Y puede que tengan razón, cada vez importaban menos los entrenamientos y más los avances de los trajes, como si de Fórmula 1 se tratara, el LZR Racer reduce la resistencia del cuerpo en el agua un 24% más que el resto de los trajes, debido a los materiales que utiliza. Speedo afirma que el nuevo bañador reduce la vibración de la piel y la oscilación de los músculos.

Libby Trickett, nadadora de renombre, consiguió ser la primera mujer en bajar de los 24 segundos en los 50m, llevando puesto el LZR Racer.
Muchos piensan que el bañador cumple funciones tanto psicológicas como físicas, ya que el nadador se siente más seguro nadando con él y a la vez los materiales que se utilizan ayudan sin duda a la mayor flotabilidad, dinámica del nadador, y además ayuda a salir del agua.

Tras todos los comentarios surgidos, la FINA llevó a cabo un control exhaustivo sobre la fabricación y los materiales del nuevo bañador a petición de la también marca de bañadores y principal competencia, Arena.
El fin de todo este doping tecnológico llegó cuando en los pasados mundiales disputados en Eindhoven, se batieron 15 records mundiales en 15 días y todos excepto uno fueron con este nuevo traje de Speedo.





Una nueva era

10 06 2010

La mayoría de gente que conozco dice que la natación es el deporte que tiene el proceso de entrenamiento más aburrido, duro e insoportable, yo no estoy de acuerdo con ellos…

Casi todo el mundo conoce los beneficios de este noble deporte: Trabaja todos los grupos musculares (más de 2/3 de los músculos del cuerpo) de una manera moderada, mejora las articulaciones, el sistema respiratorio y el sistema cardio-vascular, aumenta la flexibilidad, reduce el estrés, retrasa el envejecimiento, fortalece músculos y huesos, aumenta la autoestima, e incluso se dice que mejora la vida sexual, por no hablar de eliminar la barreras socio-económicas, al menos mientra estamos en la piscina (en bañador todos somo iguales).

http://www.i-natacion.com/articulos/salud/porque.html

Llevo desde los 15 años nadando (tengo 30) y para mí la piscina es el lugar donde he pasado más horas a solas con mis pensamientos, , el lugar donde he resuelto problemas (por suerte no he tenido muchos)y tomado decisiones, he memorizado exámenes, tarareado mis canciones favoritas, pensado artículos para el blog, curado catarros, e incluso me he propuesto nuevos retos.

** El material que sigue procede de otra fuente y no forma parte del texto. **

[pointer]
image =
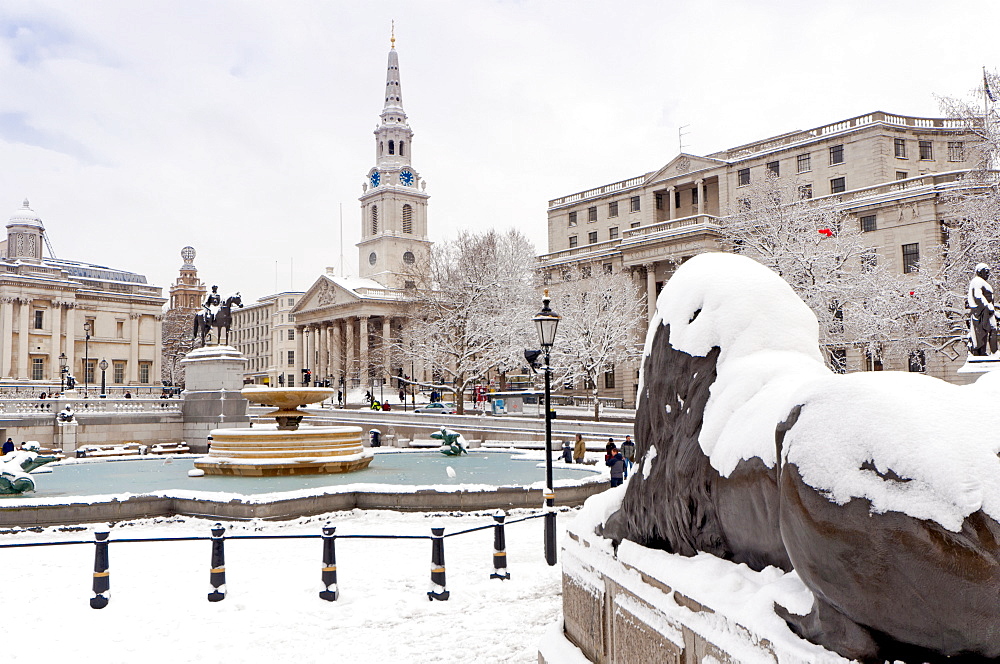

La natación ha vivido una vorágine cambios originadospor los  records que experimentó  con el tema de los bañadores “mágicos”, sabemos que desde el 1 de enero recupera su estética tradicional, sin más tecnología que la propia piel y la flotación de cada uno.

Los concertinos  vuelven a  ser los nadadores y se abre un nuevo reto para ellos, luchar contra las marcas que ellos mismos hicieron (y que para muchos habrían tardado más de 2 décadas en lograr), el gran problema lo tendrán sus herederos.

Apartada de toda esta polémica ha quedado la desconocida natación de larga distancia, la de las travesias y azañas míticas, la de David Meca y sus locuras, la del cruce del estrecho de Gibraltar, del Canal del la Mancha, o la Fuga de Alcatraz y la de mis próximos retos personales.

http://www.youtube.com/watch?v=iHJUWIPjK2w

Amigos comienza la temporada de las travesías  y en el calendario destacan las siguientes.

Tabarca – Santa Pola (5800 m)

La Bajada del Ebro (16500 m)

Manga del Mar Menor (6000 m)

Isla de Benidorm (3800m)

Pantano de Guadalest (2800m) (de las pocas en agua dulce, para los que tenemos respeto a los bichos marinos).

Disputar estas travesías es una oportinidad para medirnos a nosotros mismos, y competir con los mejores, una oportunidad única que tenemos los amateurs de sentirnos nadadores.